A second major problem is that credentialism undercuts learning. In both college and high school, students are all too well aware that their mission is to do whatever it takes to acquire a diploma, which they can then cash in on what really matters — a good job. This has the effect of reifying the formal markers of academic progress-grades, credits, and degrees — and encouraging students to focus their attention on accumulating these badges of merit for the exchange value they offer. But at the same time this means directing attention away from the substance of education, reducing student motivation to learn the knowledge and skills that constitute the core of the educational curriculum. Under such conditions, it is quite rational, even if educationally destructive, for students to seek to acquire their badges of merit at a minimum academic cost, to gain the highest grade with the minimum amount of learning. This perspective is almost perfectly captured by a common student question, one that sends chills down the back of the learning-centered teacher but that makes perfect sense for the credential-oriented student: “ls this going to be on the test?” (Sedlak et al., 1986, p. 182). We have credentialism to thank for the aversion to learning that, to a great extent, lies at the heart of our educational system.

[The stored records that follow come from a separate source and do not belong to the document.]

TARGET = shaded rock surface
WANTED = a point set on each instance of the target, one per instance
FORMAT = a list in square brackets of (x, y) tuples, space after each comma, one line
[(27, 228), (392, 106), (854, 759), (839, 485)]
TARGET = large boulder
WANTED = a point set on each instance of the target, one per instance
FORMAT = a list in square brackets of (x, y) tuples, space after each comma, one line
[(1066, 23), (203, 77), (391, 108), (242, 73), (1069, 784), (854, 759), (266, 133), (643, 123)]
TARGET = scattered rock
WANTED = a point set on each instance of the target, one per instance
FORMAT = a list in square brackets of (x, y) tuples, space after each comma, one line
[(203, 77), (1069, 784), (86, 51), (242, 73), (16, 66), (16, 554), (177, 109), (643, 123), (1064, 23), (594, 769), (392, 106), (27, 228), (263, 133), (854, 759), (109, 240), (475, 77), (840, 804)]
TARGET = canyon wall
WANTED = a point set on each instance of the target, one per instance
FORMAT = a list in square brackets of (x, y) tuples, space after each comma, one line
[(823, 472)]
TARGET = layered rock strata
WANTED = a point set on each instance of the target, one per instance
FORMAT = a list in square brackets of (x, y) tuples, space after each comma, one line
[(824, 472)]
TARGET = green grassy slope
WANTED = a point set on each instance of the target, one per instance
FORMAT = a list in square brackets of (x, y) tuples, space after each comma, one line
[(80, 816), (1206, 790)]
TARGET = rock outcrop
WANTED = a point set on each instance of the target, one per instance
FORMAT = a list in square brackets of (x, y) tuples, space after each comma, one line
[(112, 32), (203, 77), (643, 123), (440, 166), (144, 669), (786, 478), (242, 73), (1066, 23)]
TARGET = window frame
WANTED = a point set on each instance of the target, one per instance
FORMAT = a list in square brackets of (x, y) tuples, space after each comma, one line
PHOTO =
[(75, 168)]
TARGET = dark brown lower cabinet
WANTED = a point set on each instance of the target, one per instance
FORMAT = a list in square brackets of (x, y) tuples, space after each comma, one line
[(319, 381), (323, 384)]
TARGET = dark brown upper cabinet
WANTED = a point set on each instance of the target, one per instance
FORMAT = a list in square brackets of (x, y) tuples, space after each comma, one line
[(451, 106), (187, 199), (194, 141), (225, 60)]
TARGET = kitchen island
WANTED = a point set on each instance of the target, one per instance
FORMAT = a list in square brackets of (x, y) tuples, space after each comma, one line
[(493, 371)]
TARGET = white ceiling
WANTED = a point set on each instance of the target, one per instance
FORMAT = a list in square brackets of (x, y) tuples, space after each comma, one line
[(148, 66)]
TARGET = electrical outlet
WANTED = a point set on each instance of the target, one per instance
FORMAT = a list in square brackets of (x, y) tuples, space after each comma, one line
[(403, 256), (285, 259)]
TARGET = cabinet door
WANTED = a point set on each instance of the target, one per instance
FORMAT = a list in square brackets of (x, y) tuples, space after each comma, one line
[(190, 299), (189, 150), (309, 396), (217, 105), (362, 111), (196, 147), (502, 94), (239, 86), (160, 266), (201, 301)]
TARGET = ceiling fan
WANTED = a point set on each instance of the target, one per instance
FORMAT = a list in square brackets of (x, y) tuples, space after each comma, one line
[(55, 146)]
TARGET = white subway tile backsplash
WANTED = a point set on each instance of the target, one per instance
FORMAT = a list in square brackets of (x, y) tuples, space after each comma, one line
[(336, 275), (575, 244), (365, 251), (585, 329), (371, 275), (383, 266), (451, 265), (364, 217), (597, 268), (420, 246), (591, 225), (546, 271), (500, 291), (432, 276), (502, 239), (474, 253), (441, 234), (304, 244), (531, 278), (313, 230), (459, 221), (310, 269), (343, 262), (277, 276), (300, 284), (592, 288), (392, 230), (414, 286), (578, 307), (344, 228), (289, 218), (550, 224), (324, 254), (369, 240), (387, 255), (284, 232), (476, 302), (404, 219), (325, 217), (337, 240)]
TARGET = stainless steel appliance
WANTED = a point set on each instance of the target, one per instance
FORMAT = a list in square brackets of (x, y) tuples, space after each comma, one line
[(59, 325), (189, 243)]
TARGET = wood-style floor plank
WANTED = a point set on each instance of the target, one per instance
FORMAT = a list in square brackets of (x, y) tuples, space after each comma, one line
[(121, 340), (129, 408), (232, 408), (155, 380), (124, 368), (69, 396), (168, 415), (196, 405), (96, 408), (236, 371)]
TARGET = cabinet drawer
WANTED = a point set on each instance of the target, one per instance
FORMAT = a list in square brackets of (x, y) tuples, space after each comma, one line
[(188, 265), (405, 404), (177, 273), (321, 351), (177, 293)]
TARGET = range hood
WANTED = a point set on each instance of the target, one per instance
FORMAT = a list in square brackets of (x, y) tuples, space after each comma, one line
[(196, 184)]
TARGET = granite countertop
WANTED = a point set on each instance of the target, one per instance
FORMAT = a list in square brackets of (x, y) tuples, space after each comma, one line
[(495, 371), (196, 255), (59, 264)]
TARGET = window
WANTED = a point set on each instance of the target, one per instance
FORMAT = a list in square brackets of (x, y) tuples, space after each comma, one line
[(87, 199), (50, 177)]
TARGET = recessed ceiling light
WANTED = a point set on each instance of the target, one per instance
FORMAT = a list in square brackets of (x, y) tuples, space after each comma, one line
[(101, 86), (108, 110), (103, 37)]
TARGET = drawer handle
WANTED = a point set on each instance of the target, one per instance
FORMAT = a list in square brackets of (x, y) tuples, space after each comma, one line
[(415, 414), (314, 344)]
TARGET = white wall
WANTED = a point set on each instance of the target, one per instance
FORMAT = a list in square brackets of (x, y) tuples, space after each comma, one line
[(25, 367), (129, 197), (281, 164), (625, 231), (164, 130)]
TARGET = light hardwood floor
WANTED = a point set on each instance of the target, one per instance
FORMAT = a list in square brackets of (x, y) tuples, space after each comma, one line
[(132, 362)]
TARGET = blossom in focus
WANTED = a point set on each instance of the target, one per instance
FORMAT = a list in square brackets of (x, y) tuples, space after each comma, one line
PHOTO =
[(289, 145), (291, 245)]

A third problem posed by credentialism is social and political more than educational. According to credentialing theory, the connection between social class and education is neither direct nor automatic, as suggested by social reproduction theory. Instead, the argument goes, market forces mediate between the class position of students and their access to and success within the educational system. That is, there is general competition for admission to institutions of higher education and for levels of achievement within these institutions. Class advantage is no guarantee of success in this competition, since such factors as individual ability, motivation, and luck all play a part in determining the result. Market forces also mediate between educational attainment (the acquisition of credentials) and social attainment (the acquisition of a social position). Some college degrees are worth more in the credentials market than others, and they provide privileged access to higher level positions independent of the class origins of the credential holder.

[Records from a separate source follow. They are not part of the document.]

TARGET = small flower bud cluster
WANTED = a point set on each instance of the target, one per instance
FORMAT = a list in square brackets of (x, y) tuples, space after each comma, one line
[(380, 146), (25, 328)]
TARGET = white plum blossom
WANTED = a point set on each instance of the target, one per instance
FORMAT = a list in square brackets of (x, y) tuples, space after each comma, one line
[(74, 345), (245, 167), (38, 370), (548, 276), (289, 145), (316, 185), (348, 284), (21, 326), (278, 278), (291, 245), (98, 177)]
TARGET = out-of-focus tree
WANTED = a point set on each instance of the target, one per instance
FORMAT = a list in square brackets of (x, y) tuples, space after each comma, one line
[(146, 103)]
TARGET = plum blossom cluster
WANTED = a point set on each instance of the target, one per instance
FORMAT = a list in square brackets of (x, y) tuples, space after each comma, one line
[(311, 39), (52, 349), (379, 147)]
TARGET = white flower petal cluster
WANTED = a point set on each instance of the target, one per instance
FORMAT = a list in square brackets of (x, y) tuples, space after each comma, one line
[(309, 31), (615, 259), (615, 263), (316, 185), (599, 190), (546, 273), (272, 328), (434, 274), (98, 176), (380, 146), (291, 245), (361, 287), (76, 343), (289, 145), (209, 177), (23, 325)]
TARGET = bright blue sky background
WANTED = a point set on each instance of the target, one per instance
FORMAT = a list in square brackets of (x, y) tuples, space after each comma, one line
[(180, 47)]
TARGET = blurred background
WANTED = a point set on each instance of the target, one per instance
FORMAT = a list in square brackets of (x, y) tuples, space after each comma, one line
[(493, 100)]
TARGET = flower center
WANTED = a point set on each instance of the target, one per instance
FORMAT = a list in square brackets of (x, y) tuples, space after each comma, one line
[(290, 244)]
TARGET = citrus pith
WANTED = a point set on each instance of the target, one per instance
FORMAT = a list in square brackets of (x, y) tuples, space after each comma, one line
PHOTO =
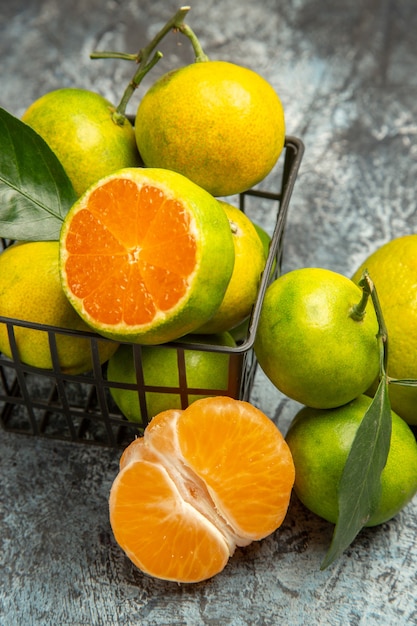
[(30, 290), (139, 255), (199, 483), (320, 441), (77, 125), (393, 270), (220, 124), (308, 343)]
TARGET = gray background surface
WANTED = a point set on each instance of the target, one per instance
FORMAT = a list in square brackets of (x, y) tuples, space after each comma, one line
[(346, 73)]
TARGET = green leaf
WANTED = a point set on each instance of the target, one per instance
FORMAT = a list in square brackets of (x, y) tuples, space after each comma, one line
[(360, 484), (35, 191)]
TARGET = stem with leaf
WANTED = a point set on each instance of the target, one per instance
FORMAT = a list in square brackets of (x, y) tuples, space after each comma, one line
[(360, 484), (146, 58)]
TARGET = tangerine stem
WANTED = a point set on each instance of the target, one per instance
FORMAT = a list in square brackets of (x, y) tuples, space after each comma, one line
[(200, 55), (368, 286), (120, 113), (142, 58)]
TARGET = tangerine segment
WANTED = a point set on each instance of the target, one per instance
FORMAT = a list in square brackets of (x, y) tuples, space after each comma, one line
[(244, 461), (160, 533), (200, 482), (139, 255)]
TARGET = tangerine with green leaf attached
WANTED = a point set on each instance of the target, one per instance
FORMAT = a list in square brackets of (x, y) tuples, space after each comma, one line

However, in both of these market competitions, one for acquiring the credential and the other for cashing it in, a higher class position provides a significant competitive edge. The economic, cultural, and social capital that come with higher class standing gives the bearer an advantage in getting into college, in doing well at college, and in translating college credentials into desirable social outcomes. The market-based competition that characterizes the acquisition and disposition of educational credentials gives the process a meritocratic set of possibilities, but the influence of class on this competition gives it a socially reproductive set of probabilities as well. The danger is that, as a result, a credential-driven system of education can provide meritocratic cover for socially reproductive outcomes. In the single-minded pursuit of educational credentials, both student consumers and the society that supports them can lose sight of an all-too-predictable pattern of outcomes that is masked by the headlong rush for the academic gold.